From military to market: “The first commercial nuclear reactor ever built in the world in Shippingport, Pa., was built by the navy. And it was an aircraft carrier reactor design, and so that allowed the commercial companies to see a design—to see something that worked, to understand the manufacturing process and go and run with it from there,” Waksman said. “So our plan from the start for Project Pele has always been that we want to build reactors that can have commercial spin-offs so that we can get the number of reactors coming off the assembly line to be enough that it'll be cost competitive.”

Miller agreed, and said, “We've been able to parallel some of the activities within BWXT for our BANR reactor [BWXT Advanced Nuclear Reactor]. . . . Having the capability and the understanding and the supply chain knowledge and all the design-for-manufacturing effort that's gone into this program, we're able to port that for commercial purposes and look to how we can apply that commercial reactor to future markets.”

Operating plan: “We anticipate this reactor is largely autonomous.

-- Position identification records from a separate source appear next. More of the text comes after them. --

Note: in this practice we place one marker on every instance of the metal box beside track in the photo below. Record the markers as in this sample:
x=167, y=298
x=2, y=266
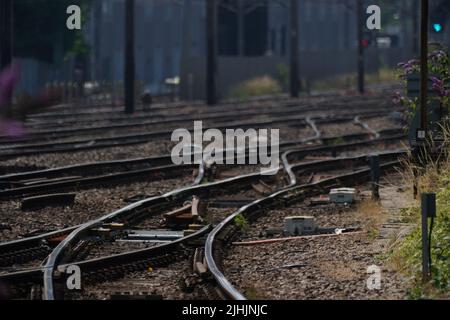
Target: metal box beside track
x=343, y=195
x=298, y=225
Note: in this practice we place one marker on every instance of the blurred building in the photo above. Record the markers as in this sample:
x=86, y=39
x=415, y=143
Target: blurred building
x=252, y=41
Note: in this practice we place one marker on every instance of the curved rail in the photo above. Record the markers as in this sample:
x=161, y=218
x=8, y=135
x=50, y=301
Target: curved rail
x=224, y=284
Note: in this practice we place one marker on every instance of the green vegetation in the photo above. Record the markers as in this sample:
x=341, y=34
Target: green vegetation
x=40, y=29
x=260, y=86
x=407, y=256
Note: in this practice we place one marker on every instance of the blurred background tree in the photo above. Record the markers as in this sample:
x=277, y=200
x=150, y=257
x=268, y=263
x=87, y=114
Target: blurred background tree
x=40, y=30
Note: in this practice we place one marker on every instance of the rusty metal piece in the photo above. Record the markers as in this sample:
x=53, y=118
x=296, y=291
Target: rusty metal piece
x=199, y=266
x=51, y=200
x=262, y=188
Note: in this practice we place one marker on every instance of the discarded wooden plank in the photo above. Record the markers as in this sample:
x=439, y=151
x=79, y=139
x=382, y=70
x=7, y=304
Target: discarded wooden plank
x=270, y=241
x=50, y=200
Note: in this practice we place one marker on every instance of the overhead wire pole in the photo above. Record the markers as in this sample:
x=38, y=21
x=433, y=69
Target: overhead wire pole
x=6, y=40
x=415, y=27
x=360, y=31
x=129, y=57
x=294, y=55
x=424, y=65
x=211, y=60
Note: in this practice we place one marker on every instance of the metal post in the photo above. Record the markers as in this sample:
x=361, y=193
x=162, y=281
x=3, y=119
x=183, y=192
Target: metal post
x=428, y=211
x=241, y=21
x=375, y=173
x=294, y=78
x=5, y=33
x=129, y=57
x=424, y=65
x=211, y=64
x=425, y=257
x=360, y=25
x=415, y=27
x=6, y=45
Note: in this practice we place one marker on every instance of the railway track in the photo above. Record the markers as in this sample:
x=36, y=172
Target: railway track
x=64, y=253
x=225, y=232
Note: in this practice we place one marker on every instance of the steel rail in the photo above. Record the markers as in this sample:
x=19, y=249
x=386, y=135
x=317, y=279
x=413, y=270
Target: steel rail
x=224, y=284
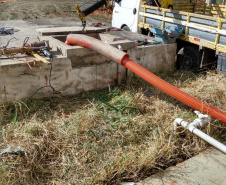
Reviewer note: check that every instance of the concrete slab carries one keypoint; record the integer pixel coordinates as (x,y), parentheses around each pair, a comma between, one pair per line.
(68,30)
(207,168)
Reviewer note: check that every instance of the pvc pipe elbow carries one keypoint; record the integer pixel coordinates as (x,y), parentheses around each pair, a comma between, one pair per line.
(181,122)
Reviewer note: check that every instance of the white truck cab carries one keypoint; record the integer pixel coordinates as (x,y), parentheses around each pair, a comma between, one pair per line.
(126,15)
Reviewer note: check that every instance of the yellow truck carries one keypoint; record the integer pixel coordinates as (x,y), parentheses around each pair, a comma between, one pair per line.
(202,41)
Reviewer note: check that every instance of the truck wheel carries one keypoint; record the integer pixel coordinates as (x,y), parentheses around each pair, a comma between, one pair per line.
(126,28)
(170,7)
(188,58)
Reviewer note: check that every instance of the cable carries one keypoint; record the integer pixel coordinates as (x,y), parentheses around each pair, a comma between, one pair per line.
(50,85)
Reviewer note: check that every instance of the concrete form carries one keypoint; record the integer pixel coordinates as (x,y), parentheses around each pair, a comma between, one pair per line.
(75,69)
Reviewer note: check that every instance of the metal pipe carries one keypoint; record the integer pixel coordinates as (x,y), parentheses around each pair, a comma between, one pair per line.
(123,59)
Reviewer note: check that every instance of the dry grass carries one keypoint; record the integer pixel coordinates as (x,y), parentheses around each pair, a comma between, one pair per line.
(105,137)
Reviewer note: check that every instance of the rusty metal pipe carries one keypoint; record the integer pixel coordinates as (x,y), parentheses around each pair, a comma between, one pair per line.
(123,59)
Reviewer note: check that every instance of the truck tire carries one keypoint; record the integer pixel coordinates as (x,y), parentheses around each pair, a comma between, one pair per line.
(188,58)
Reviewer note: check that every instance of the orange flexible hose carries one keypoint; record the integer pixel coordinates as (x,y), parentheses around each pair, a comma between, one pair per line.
(123,59)
(173,91)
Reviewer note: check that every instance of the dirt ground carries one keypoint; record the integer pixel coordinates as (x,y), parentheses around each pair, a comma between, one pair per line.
(33,9)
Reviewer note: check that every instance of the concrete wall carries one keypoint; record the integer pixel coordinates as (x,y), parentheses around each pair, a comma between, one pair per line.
(18,82)
(155,58)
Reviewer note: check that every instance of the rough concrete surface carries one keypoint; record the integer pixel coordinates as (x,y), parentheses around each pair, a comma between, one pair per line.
(207,168)
(75,69)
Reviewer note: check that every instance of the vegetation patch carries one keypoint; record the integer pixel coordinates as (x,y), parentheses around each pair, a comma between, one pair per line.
(105,137)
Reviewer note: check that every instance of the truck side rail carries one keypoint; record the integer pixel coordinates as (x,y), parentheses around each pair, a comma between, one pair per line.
(203,30)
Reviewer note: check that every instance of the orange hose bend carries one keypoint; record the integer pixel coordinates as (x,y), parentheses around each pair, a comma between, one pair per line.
(123,59)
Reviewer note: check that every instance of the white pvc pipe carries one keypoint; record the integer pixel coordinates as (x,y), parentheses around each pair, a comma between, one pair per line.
(192,127)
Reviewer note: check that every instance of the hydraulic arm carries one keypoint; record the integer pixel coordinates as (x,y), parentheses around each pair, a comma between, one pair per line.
(83,13)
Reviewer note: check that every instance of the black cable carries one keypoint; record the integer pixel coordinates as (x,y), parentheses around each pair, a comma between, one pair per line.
(50,85)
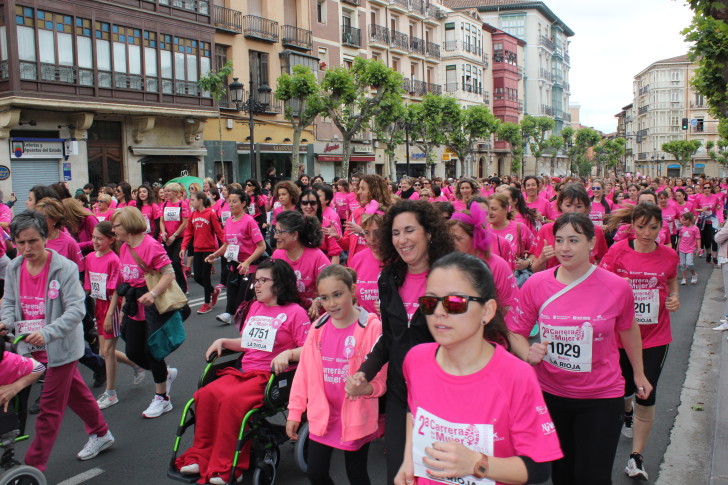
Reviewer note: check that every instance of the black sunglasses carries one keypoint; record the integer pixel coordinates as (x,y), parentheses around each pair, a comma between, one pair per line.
(453,304)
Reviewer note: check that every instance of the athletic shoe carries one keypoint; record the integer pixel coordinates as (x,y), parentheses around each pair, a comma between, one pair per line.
(106,400)
(139,375)
(95,445)
(192,469)
(157,407)
(225,318)
(214,297)
(627,426)
(636,467)
(171,376)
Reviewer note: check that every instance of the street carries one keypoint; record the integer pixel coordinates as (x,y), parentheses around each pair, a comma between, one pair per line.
(143,447)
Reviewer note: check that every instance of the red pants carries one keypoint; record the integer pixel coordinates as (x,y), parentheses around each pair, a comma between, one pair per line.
(220,408)
(63,387)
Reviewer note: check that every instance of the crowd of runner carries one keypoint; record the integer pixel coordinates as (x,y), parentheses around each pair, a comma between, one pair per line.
(511,328)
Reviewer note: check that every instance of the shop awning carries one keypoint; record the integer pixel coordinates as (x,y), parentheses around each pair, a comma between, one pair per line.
(339,158)
(173,151)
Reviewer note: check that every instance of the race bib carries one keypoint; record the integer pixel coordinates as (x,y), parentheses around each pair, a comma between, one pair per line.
(570,348)
(260,332)
(98,285)
(231,253)
(646,306)
(172,214)
(29,326)
(429,428)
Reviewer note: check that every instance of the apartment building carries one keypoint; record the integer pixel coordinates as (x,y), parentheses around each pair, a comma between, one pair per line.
(102,92)
(663,96)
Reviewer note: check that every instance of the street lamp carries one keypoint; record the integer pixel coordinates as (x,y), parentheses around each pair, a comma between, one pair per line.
(254,104)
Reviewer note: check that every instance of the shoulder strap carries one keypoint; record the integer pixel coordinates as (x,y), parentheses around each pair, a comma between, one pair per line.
(567,288)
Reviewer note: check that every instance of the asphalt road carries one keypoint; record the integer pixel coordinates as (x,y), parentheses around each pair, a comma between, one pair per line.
(143,447)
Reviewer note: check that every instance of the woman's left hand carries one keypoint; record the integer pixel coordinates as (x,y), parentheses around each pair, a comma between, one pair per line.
(450,459)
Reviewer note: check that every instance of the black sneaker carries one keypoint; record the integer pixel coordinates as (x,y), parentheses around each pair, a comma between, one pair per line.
(636,467)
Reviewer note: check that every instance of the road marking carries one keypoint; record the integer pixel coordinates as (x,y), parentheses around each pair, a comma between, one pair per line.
(83,477)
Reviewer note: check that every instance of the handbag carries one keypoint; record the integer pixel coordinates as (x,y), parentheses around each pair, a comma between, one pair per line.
(172,299)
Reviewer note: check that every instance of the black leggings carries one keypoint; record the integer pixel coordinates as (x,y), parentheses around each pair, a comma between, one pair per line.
(173,253)
(588,431)
(319,463)
(135,335)
(202,272)
(653,359)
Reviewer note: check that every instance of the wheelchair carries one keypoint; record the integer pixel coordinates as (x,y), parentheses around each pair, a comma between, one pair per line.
(266,436)
(12,431)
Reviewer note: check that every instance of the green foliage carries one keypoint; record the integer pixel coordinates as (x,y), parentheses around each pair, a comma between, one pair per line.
(709,34)
(682,150)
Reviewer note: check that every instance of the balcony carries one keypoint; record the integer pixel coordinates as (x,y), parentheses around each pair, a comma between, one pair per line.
(417,46)
(260,28)
(378,34)
(399,41)
(350,36)
(432,50)
(292,36)
(227,19)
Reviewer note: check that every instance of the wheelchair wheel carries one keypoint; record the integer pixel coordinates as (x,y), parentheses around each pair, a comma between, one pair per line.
(300,449)
(23,475)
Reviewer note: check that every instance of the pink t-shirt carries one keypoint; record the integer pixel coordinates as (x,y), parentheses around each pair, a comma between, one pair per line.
(583,359)
(412,289)
(243,233)
(307,268)
(368,269)
(337,346)
(502,401)
(152,254)
(648,275)
(286,326)
(689,236)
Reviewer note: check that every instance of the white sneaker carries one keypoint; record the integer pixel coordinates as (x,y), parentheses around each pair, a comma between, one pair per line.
(192,469)
(95,445)
(225,318)
(158,406)
(171,376)
(139,375)
(106,400)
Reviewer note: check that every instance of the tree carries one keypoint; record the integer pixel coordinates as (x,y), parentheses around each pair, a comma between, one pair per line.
(708,33)
(348,99)
(301,95)
(215,83)
(682,150)
(511,133)
(464,126)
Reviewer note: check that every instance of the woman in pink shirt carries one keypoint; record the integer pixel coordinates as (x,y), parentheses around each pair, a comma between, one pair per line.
(582,312)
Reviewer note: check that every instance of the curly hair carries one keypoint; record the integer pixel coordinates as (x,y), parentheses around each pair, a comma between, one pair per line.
(432,222)
(284,281)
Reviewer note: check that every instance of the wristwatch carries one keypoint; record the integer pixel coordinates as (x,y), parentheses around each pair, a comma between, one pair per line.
(481,467)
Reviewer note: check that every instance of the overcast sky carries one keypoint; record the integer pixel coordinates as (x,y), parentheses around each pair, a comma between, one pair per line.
(613,41)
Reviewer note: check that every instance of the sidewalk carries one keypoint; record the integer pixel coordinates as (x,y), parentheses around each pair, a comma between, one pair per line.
(698,449)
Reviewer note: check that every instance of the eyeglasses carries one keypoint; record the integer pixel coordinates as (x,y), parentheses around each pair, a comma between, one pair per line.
(453,304)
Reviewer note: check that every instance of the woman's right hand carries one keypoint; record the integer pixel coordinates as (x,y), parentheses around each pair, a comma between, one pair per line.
(292,429)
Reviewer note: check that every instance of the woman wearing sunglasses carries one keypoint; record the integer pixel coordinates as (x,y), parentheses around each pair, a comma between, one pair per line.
(509,436)
(582,312)
(413,236)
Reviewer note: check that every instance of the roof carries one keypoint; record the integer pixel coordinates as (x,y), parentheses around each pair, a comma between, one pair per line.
(501,5)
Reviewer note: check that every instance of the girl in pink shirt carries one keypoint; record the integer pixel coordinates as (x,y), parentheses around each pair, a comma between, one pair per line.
(335,347)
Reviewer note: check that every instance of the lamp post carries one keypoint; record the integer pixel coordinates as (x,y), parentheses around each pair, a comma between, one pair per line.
(254,104)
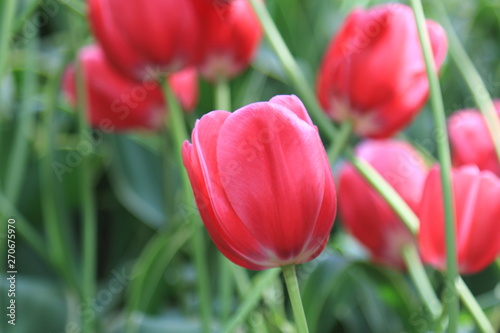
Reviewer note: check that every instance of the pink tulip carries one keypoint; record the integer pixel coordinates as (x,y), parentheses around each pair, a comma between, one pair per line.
(476,196)
(117,103)
(365,214)
(231,35)
(373,72)
(471,141)
(262,183)
(147,37)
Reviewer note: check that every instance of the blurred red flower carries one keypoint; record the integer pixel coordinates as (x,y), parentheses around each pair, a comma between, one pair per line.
(365,214)
(471,142)
(373,72)
(117,103)
(147,37)
(231,34)
(476,196)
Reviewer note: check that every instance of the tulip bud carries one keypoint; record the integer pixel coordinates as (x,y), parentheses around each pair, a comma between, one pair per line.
(476,197)
(365,214)
(117,103)
(262,183)
(471,142)
(373,72)
(147,37)
(231,35)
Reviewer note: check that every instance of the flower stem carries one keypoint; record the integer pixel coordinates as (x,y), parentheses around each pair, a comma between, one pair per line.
(294,293)
(179,134)
(292,69)
(387,192)
(341,141)
(19,153)
(470,302)
(9,10)
(473,80)
(223,95)
(88,209)
(424,287)
(436,99)
(24,228)
(262,281)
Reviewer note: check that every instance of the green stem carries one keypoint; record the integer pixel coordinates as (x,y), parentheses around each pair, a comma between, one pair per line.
(58,242)
(294,293)
(20,148)
(424,287)
(470,302)
(25,16)
(473,80)
(88,210)
(387,192)
(179,133)
(445,161)
(292,69)
(75,6)
(9,10)
(252,298)
(223,95)
(341,141)
(150,267)
(24,228)
(225,286)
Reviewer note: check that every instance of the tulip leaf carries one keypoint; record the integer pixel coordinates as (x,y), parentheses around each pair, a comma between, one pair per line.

That said, there's always going to be some need for operator input,” Waksman said. “And even if you had a fully autonomous reactor, I view it the same way that you look at autonomous cars. Technically, we have cars that can drive themselves down the road. No one allows cars on the road without a driver at the steering wheel.”

Waksman anticipates similar policies for nuclear reactors and predicts that “it will be a very long time before someone allows an unaccompanied operating nuclear reactor. I don't think that's going to happen anytime soon, so we are assuming that at all times there will need to be two operators.”

Idaho National Laboratory has hired several future Project Pele operators, Waksman said, “mostly former naval reactor folks. . . . And these people will be trained to operate Pele. They will also be trained to operate MARVEL [a 100-kW thermal microreactor to be operated inside INL’s Transient Reactor Test facility], and they will then be available to operate other reactors that might come down the road at INL, so we're hoping to create an ecosystem of operators who are trained at handling different sorts of advanced reactors.”

Licensing: The licensing process has proven to be complicated, Waksman said. “You have to consider, ‘Well, what if this goes wrong, and there's an earthquake, and there's a fire, and all your computers go out? How do you make sure nothing bad happens?’ And that's why nuclear is so safe.”

The reactor will be licensed by the DOE, not the Nuclear Regulatory Commission, but it’s being designed to be “NRC certifiable,” according to Waksman, who added that “the NRC does sit in on all of our design reviews. They have the opportunity to express any input that they may have.”